Relatório da AudElétrica aponta falhas no orçamento-base da licitação de Angra 3, propõe revisão de índices, eliminação da tolerância de 5% e ajustes tributários para reduzir custos

Técnicos do Tribunal de Contas da União devem recomendar à Eletronuclear mudanças na documentação preparatória e no orçamento de referência das obras de conclusão de Angra 3.

Os especialistas afirmam que a correção das inconsistências identificadas pode resultar em uma economia estimada de R$ 1,3 bilhão, se as recomendações forem adotadas pela estatal e pelos órgãos responsáveis.

Além disso, os técnicos apontam que a indefinição do CNPE sobre o futuro do empreendimento impede o avanço do projeto, e citam outras falhas no orçamento-base, conforme informação divulgada pelo g1

Principais inconsistências identificadas pela AudElétrica

De acordo com parecer da AudElétrica, persistem falhas no orçamento-base da licitação, mesmo após revisões feitas pela estatal.

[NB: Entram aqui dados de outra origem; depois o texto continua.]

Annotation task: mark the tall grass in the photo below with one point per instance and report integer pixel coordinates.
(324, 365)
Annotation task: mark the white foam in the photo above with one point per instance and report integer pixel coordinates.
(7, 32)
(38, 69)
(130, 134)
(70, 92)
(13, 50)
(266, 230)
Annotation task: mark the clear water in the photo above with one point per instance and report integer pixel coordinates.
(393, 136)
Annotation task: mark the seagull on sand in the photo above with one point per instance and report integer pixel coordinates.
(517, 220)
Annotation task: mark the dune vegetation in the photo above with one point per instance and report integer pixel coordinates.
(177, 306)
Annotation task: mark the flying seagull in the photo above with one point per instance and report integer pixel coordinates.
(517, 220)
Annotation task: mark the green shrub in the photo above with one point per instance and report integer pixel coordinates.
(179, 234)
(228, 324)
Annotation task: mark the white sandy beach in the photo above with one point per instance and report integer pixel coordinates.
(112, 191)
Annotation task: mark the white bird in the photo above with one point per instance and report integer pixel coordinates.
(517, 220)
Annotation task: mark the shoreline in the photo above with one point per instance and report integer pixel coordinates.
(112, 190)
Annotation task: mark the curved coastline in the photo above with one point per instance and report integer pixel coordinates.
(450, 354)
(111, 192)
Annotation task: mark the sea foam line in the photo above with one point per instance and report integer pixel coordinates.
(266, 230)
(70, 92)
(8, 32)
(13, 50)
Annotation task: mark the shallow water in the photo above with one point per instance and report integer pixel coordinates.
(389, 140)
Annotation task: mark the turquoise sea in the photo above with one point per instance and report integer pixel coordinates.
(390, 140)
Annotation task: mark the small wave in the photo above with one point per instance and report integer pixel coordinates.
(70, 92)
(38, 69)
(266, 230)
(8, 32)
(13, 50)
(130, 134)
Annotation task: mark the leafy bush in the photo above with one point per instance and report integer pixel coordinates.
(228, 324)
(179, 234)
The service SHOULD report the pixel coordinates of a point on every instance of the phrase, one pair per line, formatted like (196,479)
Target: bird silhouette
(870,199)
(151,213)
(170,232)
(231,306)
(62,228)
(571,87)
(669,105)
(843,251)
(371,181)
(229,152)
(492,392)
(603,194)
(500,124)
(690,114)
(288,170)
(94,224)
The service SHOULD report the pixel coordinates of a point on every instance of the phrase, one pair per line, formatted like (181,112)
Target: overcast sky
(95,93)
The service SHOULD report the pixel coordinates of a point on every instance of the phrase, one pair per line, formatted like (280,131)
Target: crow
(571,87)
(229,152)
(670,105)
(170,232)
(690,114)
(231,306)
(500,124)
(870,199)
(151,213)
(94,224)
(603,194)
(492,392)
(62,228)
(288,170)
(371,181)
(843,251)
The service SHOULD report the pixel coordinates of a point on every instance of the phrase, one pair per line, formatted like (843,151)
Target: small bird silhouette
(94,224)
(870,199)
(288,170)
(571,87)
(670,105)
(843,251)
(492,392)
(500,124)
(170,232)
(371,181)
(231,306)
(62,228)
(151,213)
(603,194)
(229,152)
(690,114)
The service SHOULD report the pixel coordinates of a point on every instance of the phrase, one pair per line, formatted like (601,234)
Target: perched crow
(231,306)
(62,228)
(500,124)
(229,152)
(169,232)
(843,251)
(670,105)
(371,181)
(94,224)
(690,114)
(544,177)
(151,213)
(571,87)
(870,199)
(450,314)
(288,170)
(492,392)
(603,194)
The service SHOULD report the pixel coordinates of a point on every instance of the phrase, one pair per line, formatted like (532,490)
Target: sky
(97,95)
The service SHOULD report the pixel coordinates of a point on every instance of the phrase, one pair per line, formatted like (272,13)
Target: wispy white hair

Segundo o documento, “foram propostas diversas recomendações à Eletronuclear, como a revisão dos índices de BDI, a eliminação do índice de tolerância de 5%, a adequação dos preços de insumos e serviços e a adoção de alíquotas tributárias mais próximas das condições reais de mercado”.

Se implementadas, essas medidas podem gerar um benefício potencial de R$ 1,35 bilhão, segundo o próprio relatório do TCU.

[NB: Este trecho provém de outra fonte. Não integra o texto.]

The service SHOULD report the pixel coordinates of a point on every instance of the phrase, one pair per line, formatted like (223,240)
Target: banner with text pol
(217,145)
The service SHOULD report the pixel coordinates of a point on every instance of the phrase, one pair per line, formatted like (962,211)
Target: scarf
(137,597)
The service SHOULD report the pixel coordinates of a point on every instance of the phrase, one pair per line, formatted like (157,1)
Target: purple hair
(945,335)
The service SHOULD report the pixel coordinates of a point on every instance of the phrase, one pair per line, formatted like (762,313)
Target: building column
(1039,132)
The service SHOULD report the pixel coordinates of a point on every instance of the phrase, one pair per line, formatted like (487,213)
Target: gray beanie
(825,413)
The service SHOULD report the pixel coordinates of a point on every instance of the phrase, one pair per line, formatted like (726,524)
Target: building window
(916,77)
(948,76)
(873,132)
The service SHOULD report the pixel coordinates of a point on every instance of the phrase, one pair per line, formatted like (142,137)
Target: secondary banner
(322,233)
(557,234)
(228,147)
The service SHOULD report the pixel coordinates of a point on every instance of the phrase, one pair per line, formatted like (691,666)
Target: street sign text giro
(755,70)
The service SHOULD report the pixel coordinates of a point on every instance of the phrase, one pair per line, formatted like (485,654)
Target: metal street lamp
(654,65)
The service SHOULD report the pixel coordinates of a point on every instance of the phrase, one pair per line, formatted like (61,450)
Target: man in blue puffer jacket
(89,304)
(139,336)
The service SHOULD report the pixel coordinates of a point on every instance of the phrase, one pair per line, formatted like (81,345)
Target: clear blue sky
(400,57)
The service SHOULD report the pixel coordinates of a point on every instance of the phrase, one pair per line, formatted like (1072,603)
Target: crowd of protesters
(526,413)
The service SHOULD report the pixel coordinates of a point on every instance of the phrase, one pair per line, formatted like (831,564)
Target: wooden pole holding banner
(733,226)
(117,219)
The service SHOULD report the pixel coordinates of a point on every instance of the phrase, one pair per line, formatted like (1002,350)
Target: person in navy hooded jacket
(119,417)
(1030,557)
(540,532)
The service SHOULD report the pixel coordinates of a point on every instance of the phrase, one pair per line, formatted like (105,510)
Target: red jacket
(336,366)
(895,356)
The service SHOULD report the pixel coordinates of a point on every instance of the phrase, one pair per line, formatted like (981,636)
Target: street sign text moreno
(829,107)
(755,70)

Impacto financeiro e situação operacional de Angra 3

As obras de Angra 3 estão paralisadas desde 2015, em meio a entraves políticos e institucionais.

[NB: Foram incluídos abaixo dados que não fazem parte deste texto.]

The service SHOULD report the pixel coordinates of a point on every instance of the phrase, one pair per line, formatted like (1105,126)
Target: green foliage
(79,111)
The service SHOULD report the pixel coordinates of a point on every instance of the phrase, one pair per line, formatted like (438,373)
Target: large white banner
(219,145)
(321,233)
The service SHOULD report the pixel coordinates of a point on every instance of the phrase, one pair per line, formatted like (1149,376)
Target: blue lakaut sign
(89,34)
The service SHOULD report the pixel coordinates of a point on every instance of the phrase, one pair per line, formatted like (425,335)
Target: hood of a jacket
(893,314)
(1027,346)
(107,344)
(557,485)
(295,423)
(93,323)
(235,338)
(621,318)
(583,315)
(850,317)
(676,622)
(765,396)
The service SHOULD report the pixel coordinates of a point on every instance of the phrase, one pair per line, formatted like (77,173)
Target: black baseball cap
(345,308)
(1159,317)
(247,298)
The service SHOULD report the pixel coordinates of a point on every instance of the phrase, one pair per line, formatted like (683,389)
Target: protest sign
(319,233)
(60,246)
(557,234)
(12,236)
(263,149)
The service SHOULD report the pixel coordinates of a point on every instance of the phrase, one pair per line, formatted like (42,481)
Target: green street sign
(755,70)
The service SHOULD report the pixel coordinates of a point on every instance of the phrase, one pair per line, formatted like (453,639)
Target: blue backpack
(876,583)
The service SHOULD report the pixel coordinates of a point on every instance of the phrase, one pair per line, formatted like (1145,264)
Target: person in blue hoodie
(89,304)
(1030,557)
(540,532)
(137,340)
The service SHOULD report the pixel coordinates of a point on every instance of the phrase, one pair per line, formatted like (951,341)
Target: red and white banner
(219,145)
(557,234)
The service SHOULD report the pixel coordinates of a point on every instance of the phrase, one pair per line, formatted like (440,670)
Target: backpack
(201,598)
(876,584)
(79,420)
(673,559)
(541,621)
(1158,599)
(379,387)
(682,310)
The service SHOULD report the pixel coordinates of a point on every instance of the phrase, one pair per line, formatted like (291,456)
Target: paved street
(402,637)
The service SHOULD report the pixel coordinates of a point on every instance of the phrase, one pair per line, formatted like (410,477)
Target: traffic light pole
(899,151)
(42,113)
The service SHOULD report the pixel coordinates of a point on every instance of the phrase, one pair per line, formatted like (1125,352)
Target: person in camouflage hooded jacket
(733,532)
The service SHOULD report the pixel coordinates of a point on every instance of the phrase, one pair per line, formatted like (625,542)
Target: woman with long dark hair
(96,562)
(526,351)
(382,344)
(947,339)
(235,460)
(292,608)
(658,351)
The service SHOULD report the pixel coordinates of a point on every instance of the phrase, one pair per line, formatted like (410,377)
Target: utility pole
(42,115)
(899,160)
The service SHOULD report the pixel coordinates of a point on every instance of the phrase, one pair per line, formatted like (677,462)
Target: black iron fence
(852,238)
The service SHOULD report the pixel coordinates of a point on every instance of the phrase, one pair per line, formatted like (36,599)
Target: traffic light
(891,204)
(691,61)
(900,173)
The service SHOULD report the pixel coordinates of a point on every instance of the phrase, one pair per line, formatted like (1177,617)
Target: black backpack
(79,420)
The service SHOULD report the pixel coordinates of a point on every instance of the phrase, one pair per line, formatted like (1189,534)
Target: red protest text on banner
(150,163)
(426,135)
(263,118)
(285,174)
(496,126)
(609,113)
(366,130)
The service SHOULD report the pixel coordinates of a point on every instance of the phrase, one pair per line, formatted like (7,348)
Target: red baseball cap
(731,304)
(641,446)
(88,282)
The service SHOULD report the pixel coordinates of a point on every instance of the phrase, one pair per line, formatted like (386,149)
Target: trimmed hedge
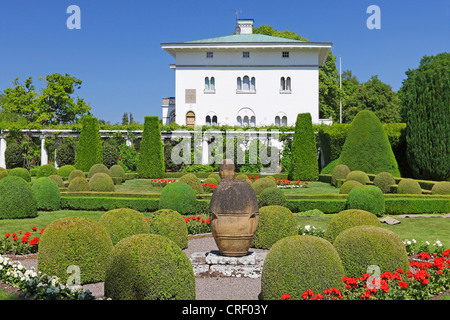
(151,155)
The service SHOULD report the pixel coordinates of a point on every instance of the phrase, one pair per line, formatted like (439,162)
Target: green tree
(426,100)
(89,150)
(151,157)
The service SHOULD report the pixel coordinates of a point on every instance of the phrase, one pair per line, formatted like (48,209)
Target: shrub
(275,223)
(151,158)
(442,187)
(362,246)
(47,194)
(263,183)
(89,150)
(170,224)
(75,241)
(65,171)
(299,263)
(59,181)
(369,198)
(347,219)
(409,186)
(359,176)
(123,222)
(16,198)
(98,168)
(178,196)
(340,171)
(349,185)
(78,184)
(149,267)
(20,172)
(76,173)
(304,150)
(367,147)
(192,180)
(272,196)
(384,181)
(116,171)
(101,182)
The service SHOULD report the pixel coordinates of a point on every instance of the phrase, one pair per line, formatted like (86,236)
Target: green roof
(240,38)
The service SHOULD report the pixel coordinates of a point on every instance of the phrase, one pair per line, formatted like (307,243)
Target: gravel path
(213,288)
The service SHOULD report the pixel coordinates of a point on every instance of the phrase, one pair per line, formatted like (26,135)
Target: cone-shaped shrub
(367,147)
(304,150)
(89,149)
(151,156)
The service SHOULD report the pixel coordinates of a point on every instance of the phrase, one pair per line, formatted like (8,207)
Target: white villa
(244,79)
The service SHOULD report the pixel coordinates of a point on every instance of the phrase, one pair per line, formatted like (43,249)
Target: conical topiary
(367,147)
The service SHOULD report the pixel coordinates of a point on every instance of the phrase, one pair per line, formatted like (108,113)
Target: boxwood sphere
(275,223)
(299,263)
(122,223)
(171,224)
(149,267)
(369,198)
(101,182)
(362,246)
(16,199)
(347,219)
(178,196)
(46,191)
(75,241)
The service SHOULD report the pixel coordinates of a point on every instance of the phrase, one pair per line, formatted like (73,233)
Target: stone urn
(234,213)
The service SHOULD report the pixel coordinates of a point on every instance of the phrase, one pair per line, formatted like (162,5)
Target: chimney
(244,26)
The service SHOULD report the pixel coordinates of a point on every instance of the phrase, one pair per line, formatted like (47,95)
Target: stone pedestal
(213,264)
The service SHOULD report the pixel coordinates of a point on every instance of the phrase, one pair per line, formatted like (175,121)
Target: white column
(44,155)
(2,152)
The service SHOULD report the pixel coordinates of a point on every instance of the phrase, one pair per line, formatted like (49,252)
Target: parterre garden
(128,230)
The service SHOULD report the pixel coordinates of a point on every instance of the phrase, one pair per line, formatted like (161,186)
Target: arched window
(277,121)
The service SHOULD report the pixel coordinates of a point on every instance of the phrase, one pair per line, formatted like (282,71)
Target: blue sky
(117,52)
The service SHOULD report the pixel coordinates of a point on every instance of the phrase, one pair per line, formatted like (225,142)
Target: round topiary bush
(349,185)
(409,186)
(442,187)
(272,197)
(78,184)
(98,168)
(16,199)
(59,181)
(75,241)
(263,183)
(46,170)
(384,181)
(347,219)
(359,176)
(122,223)
(299,263)
(65,171)
(101,182)
(362,246)
(76,173)
(275,223)
(149,267)
(369,198)
(178,196)
(339,172)
(192,180)
(171,224)
(20,172)
(47,194)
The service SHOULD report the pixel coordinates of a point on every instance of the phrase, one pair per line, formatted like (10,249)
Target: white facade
(245,79)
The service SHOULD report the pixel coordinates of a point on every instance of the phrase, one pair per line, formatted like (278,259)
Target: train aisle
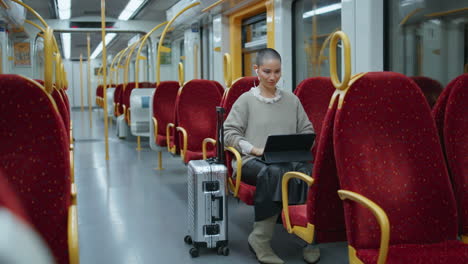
(130,213)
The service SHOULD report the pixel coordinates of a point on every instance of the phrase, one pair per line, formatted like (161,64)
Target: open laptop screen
(288,148)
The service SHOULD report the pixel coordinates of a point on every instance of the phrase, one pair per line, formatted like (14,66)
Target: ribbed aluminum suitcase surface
(207,214)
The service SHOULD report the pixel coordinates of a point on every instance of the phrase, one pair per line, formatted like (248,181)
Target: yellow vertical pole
(81,82)
(89,83)
(104,74)
(158,60)
(138,143)
(315,59)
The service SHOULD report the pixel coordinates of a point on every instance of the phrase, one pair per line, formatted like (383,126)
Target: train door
(426,38)
(251,29)
(254,38)
(313,23)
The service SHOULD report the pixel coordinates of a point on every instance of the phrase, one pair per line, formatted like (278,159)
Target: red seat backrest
(126,94)
(438,111)
(239,87)
(196,111)
(164,101)
(118,97)
(388,150)
(431,88)
(456,144)
(315,94)
(219,86)
(9,199)
(324,207)
(34,155)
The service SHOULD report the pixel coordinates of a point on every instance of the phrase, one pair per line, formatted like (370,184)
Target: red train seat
(321,219)
(456,146)
(391,167)
(241,190)
(99,95)
(431,88)
(118,108)
(196,116)
(315,94)
(164,100)
(34,154)
(438,111)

Em entrevista citada pelo g1, o presidente da Eletronuclear, Alexandre Caporal, afirmou que os “gastos com a manutenção de Angra 3 superam R$ 1 bilhão por ano”.

Para o ministro relator do processo no TCU, Jhonatan de Jesus, a “inércia do CNPE” contribui para o aumento dos custos do projeto e para a elevação da tarifa de energia associada à usina.

Decisões pendentes e próximos passos

Os técnicos destacam que é necessária a definição da outorga da concessão e do valor da tarifa de energia da usina para viabilizar a modelagem econômico-financeira.

No ano passado, o ministro de Minas e Energia, Alexandre Silveira, afirmou que o futuro do empreendimento seria definido em 2025 pelo CNPE, o que ainda não ocorreu, e a falta dessa definição trava a retomada das obras.

O TCU deve formalizar recomendações à Eletronuclear para revisar índices, eliminar margens de tolerância e ajustar tributos e preços, com objetivo de reduzir custos e diminuir riscos para a contratação e execução do projeto.

Riscos e implicações para a energia e os cofres públicos

Sem as correções apontadas, o projeto pode enfrentar aumento de custos, impacto na tarifa de energia e maior pressão orçamentária sobre os cofres públicos.

Se as recomendações forem adotadas, o TCU e a AudElétrica estimam que haverá redução de desperdícios e maior precisão na modelagem do contrato, contribuindo para decisões mais seguras sobre a continuidade ou não da conclusão de Angra 3.